Slashdot Mirror


Linux 4.0 Has a File-System Corruption Problem, RAID Users Warned

An anonymous reader writes: For the past few days kernel developers and Linux users have been investigating an EXT4 file-system corruption issue affecting the latest stable kernel series (Linux 4.0) and the current development code (Linux 4.1). It turns out that Linux users running the EXT4 file-system on a RAID0 configuration can easily destroy their file-system with this newest "stable" kernel. The cause and fix have materialized but it hasn't yet worked its way out into the mainline kernel, thus users should be warned before quickly upgrading to the new kernel on systems with EXT4 and RAID0.

10 of 226 comments (clear)

  1. It's RAID 0 by Anonymous Coward · · Score: 1, Insightful

    Losing data goes with the territory if you're going to use RAID 0.

    1. Re:It's RAID 0 by kthreadd · · Score: 2, Insightful

      Or it could work just fine. RAID 0 is not dangerous, you may just as well loose your data even if you only use a single drive. Hard drives and SSDs don't go bad that often that it's a problem.

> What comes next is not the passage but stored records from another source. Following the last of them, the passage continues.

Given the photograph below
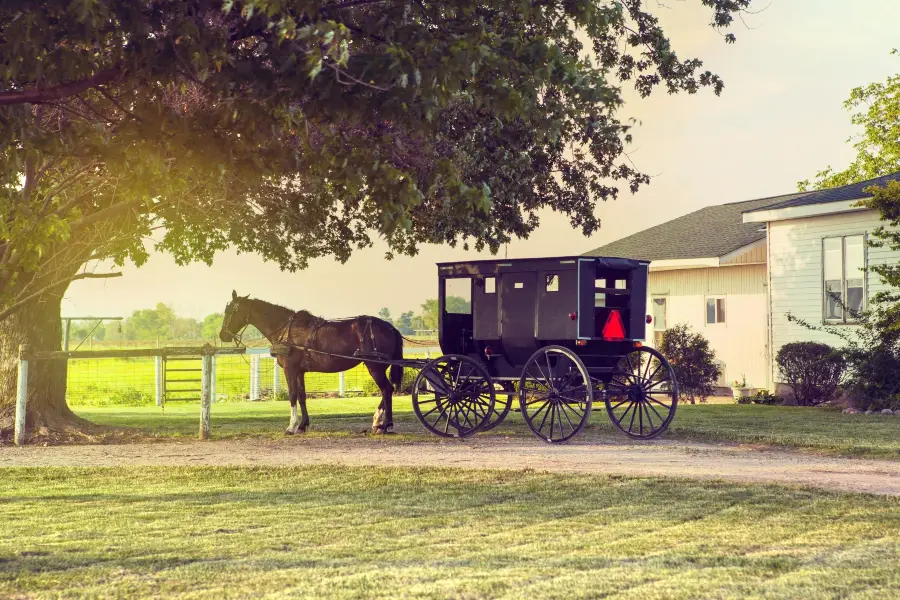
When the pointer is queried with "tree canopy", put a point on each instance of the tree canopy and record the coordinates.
(877, 107)
(301, 128)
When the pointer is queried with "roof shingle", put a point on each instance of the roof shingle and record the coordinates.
(854, 191)
(707, 233)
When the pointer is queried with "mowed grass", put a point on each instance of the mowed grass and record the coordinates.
(330, 532)
(820, 430)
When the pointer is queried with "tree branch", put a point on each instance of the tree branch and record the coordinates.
(20, 303)
(349, 4)
(104, 213)
(61, 91)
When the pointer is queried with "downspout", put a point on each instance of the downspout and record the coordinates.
(770, 359)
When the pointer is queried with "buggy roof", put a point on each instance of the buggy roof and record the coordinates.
(472, 267)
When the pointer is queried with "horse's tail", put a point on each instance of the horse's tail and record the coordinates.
(396, 374)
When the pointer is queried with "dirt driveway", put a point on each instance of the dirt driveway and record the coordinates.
(664, 458)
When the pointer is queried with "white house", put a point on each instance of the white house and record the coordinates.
(817, 251)
(734, 272)
(708, 270)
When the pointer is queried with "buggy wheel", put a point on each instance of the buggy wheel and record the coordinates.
(555, 394)
(460, 396)
(503, 402)
(642, 395)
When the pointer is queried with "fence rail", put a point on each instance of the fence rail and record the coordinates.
(224, 373)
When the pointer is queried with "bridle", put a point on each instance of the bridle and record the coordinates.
(237, 337)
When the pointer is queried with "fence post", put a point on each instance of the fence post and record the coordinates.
(212, 379)
(205, 393)
(21, 398)
(276, 379)
(159, 385)
(254, 377)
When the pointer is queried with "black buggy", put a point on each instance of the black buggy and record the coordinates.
(556, 333)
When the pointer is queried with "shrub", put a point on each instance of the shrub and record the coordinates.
(765, 397)
(692, 360)
(812, 370)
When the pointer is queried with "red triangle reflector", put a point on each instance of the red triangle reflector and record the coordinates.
(614, 328)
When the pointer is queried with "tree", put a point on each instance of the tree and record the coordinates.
(299, 129)
(693, 361)
(872, 351)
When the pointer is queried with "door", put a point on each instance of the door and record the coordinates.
(518, 296)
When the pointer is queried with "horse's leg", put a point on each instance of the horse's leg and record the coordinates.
(301, 396)
(291, 375)
(378, 417)
(383, 421)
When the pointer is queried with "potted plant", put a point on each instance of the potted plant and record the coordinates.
(740, 390)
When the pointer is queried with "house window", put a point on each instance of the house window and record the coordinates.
(659, 314)
(715, 311)
(552, 283)
(843, 261)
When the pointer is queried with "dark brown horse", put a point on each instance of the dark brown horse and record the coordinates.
(312, 344)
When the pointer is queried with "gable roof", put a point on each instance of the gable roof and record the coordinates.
(710, 232)
(853, 191)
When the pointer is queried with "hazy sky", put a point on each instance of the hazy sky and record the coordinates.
(779, 120)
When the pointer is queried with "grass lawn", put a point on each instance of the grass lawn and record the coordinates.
(813, 429)
(351, 533)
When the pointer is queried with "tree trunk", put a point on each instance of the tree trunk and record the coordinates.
(38, 326)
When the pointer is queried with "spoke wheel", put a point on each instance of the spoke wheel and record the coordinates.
(555, 394)
(642, 395)
(458, 399)
(504, 392)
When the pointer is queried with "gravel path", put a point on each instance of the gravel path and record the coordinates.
(664, 458)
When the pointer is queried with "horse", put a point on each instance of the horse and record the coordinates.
(312, 344)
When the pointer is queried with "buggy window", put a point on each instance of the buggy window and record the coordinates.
(458, 295)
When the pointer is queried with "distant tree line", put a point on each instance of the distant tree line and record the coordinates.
(162, 324)
(427, 318)
(151, 324)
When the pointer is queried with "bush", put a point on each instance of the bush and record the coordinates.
(812, 370)
(765, 397)
(692, 360)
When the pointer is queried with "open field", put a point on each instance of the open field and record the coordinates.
(132, 381)
(427, 533)
(819, 430)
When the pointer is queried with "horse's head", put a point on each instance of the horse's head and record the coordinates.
(237, 316)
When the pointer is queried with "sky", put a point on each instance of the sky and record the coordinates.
(779, 120)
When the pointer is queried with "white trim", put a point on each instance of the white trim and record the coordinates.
(799, 212)
(684, 263)
(716, 297)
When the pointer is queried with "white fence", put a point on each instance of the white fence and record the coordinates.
(220, 373)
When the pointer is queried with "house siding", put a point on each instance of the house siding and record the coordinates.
(796, 273)
(740, 342)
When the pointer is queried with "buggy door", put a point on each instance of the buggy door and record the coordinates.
(518, 294)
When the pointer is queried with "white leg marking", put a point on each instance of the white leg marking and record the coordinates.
(295, 420)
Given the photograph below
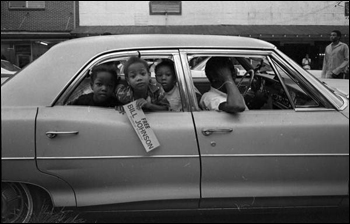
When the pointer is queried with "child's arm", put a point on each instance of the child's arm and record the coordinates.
(142, 103)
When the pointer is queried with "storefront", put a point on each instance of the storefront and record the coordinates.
(21, 48)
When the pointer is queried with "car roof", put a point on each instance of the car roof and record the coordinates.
(170, 40)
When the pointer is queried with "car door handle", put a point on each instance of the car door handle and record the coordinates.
(52, 134)
(208, 132)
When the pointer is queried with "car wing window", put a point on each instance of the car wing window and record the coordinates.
(297, 92)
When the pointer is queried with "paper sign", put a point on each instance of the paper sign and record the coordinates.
(141, 126)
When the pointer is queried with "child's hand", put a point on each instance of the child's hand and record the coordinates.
(224, 73)
(140, 103)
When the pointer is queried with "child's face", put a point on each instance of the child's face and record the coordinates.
(103, 86)
(166, 78)
(138, 76)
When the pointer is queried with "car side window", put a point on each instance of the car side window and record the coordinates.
(161, 64)
(299, 97)
(270, 88)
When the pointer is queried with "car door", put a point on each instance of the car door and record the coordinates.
(101, 157)
(273, 158)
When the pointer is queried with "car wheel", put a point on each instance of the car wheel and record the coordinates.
(16, 203)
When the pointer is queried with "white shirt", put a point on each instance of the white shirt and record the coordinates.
(213, 98)
(174, 98)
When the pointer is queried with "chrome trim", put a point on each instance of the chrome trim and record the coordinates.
(17, 158)
(346, 102)
(305, 109)
(121, 157)
(275, 155)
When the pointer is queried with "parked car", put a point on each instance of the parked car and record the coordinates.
(289, 150)
(8, 70)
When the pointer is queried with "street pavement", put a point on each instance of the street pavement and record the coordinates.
(316, 216)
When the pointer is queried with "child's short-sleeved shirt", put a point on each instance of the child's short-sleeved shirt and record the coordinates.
(88, 100)
(174, 98)
(155, 94)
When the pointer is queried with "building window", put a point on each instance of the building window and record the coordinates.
(165, 7)
(26, 4)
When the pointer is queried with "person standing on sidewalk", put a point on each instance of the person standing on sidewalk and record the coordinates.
(306, 62)
(336, 57)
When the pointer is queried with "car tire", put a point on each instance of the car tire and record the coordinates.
(16, 203)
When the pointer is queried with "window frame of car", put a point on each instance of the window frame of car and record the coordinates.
(77, 79)
(312, 92)
(335, 101)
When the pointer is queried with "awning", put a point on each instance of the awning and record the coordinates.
(260, 31)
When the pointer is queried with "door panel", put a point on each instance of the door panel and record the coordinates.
(279, 153)
(105, 162)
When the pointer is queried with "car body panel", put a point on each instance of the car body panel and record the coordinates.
(25, 171)
(18, 139)
(114, 157)
(264, 147)
(18, 155)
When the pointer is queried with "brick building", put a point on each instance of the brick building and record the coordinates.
(30, 28)
(295, 27)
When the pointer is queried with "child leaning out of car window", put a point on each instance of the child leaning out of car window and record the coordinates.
(165, 75)
(104, 80)
(149, 96)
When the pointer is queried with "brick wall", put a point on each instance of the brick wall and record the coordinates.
(57, 16)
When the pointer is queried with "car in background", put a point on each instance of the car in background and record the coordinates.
(8, 70)
(289, 150)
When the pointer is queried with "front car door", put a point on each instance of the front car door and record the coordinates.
(105, 162)
(283, 154)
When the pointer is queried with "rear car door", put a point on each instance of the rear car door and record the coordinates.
(104, 161)
(283, 156)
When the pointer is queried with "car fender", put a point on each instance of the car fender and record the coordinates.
(18, 162)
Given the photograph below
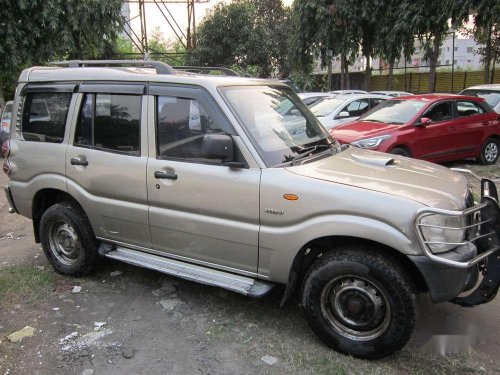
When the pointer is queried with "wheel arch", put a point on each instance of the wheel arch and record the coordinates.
(306, 256)
(42, 200)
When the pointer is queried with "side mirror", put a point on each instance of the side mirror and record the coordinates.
(425, 121)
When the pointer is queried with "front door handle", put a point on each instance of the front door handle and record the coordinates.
(78, 161)
(165, 175)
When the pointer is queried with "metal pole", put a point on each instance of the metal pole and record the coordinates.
(453, 62)
(329, 55)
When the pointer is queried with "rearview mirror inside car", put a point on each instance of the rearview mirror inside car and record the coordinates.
(218, 146)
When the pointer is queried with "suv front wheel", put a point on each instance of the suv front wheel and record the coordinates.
(359, 302)
(68, 239)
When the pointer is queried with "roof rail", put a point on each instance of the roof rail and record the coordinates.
(207, 70)
(161, 67)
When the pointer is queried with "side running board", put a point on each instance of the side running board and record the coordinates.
(239, 284)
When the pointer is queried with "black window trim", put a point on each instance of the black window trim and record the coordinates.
(43, 89)
(477, 104)
(453, 114)
(192, 92)
(92, 147)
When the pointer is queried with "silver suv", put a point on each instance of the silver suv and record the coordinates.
(203, 178)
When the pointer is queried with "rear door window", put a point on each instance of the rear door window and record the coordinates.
(440, 112)
(110, 122)
(468, 108)
(44, 116)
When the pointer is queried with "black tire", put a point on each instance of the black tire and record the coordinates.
(400, 151)
(382, 279)
(68, 240)
(489, 152)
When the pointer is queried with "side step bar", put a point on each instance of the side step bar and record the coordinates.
(239, 284)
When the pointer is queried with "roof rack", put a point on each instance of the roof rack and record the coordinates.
(207, 70)
(161, 67)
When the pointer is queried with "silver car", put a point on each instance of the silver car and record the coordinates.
(342, 109)
(392, 94)
(202, 177)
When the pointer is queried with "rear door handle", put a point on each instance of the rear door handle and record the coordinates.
(165, 175)
(78, 161)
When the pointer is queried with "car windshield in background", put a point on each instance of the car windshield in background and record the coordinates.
(325, 107)
(279, 138)
(491, 97)
(396, 112)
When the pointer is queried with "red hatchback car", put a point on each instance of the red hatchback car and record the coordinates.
(432, 127)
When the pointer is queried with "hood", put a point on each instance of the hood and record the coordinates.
(361, 129)
(427, 183)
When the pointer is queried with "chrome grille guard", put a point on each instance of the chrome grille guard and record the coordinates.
(482, 225)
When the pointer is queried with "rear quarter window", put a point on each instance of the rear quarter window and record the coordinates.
(44, 117)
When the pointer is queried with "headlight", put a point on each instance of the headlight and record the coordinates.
(371, 142)
(446, 231)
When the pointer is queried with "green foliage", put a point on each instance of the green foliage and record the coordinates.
(37, 31)
(246, 33)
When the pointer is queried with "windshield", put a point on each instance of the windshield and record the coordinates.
(491, 97)
(279, 138)
(326, 106)
(396, 112)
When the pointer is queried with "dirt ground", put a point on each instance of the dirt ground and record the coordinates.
(137, 321)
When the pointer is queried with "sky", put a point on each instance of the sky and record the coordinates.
(179, 11)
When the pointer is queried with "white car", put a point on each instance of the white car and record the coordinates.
(490, 93)
(309, 98)
(342, 109)
(348, 92)
(393, 94)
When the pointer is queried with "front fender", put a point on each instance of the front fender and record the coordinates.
(279, 245)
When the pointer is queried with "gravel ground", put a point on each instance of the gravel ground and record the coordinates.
(130, 320)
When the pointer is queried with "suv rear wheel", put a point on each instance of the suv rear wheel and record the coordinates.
(68, 239)
(489, 152)
(360, 303)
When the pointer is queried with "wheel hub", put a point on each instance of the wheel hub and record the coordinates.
(491, 152)
(64, 243)
(356, 308)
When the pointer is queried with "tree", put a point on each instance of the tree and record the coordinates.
(486, 30)
(394, 36)
(335, 34)
(34, 32)
(342, 26)
(245, 33)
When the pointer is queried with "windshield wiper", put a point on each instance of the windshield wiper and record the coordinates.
(307, 151)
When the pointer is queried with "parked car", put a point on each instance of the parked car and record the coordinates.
(342, 109)
(348, 92)
(393, 94)
(5, 122)
(431, 127)
(490, 93)
(309, 98)
(201, 177)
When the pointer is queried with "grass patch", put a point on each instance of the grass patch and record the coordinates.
(24, 284)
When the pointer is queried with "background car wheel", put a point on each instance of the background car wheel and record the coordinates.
(359, 303)
(400, 151)
(68, 240)
(489, 152)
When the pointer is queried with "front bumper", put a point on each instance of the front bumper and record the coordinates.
(449, 274)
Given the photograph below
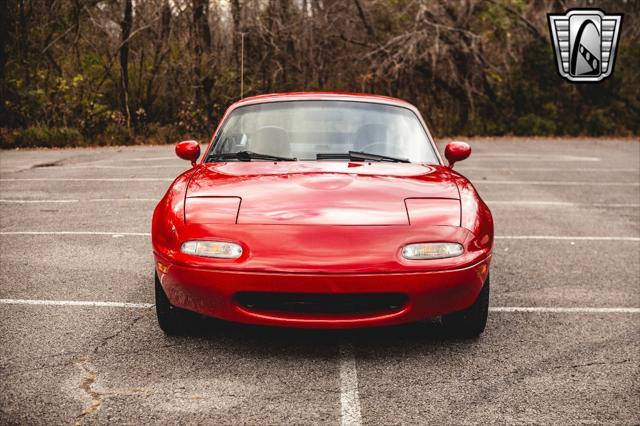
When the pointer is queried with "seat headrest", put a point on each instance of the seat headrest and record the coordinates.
(271, 140)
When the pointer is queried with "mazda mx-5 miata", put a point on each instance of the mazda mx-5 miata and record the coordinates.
(324, 210)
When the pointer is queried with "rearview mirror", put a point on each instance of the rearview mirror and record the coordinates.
(456, 151)
(188, 150)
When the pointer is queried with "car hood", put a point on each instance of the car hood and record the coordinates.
(315, 192)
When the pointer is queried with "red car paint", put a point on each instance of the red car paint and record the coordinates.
(322, 227)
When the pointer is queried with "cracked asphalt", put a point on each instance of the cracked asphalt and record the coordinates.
(97, 364)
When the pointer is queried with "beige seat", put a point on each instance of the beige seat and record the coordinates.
(270, 140)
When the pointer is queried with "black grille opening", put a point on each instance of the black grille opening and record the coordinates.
(312, 303)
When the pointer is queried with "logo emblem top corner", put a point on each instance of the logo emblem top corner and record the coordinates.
(585, 42)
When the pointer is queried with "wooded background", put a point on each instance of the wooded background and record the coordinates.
(77, 72)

  2. New version ... by JasterBobaMereel · · Score: 5, Insightful

    This is the new 4.0 kernel, A Major version update , less than a month old, that most Linux systems will not have yet ...and the issue has already been patched

    Bleeding edge builds get what they expect, stable builds don't even notice

    --
    Puteulanus fenestra mortis
    1. Re:New version ... by Anonymous Coward · · Score: 2, Insightful

      The last major Linux version update that actually meant something was 1->2. The "major version" bumps in the kernel are now basically just Linus arbitrarily renumbering a release. The workflow no longer has a notion of the next major version.

  3. Re:Warning: RAID 0 by Enry · · Score: 2, Insightful

    RAID 0 is only as unstable as its least stable component. In this case it's most likely a drive failure, and most drives are fairly long MTBFs. The chances of a disk failure increase as a function of time and number of drives deployed. A two-drive RAID 0 will be more stable than a five-drive RAID 0 which will be more stable than a 10 drive RAID 0 that's three years old. In the case of higher RAID levels, you can remove a single (or multiple) drive failure as the point of failure. In this case, the point of failure is the kernel, so it's perfectly legitimate to consider this a really bad problem. Would you say the same thing if the bug affected RAID 1 or RAID 5?

  4. Re:Warning: RAID 0 by nine-times · · Score: 4, Insightful

    Would you say the same thing if the bug affected RAID 1 or RAID 5?

    I suspect not, since his point seemed to be that you shouldn't be using RAID 0 for data that you care about anyway.

    It doesn't really make it ok for a bug to exist that destroys RAID 0 volumes, but it does mitigate the seriousness of the damage caused. And it's true: Don't use RAID 0 to store data that you care about. I don't care if the MTBF is long, because I'm not worried about the mean time, but the shortest possible time between failures. If we take 1,000,000 drives and the average failure rate is 1% for the first year, it's that that comforting to the 1% of people whose drives fail in that first year.

  5. Re:stable by dave420 · · Score: 3, Insightful

    I understand if you are emotionally attached to Linux to the point where someone accidentally criticising it makes you feel uncomfortable, but you really should be able to figure out that "but... but... they're worse!" is no rational response :)

  6. Or just use a power of 2 chunk size? by tlambert · · Score: 3, Insightful

    Or just use a power of 2 chunk size?

    What idiot configuration did someone have to have to trigger this bug?

  7. Re: stable by andydouble07 · · Score: 1, Insightful

    Meanwhile, my Win keeps BSOD.

    Really? Sounds like you're screwing something up pretty bad, haven't seen one of those in about 6 or 7 years.

  8. Re: stable by oobayly · · Score: 3, Insightful

    It's not. However it isn't beyond a reasonable expectation that a dodgy touchpad driver shouldn't be able to kill an OS.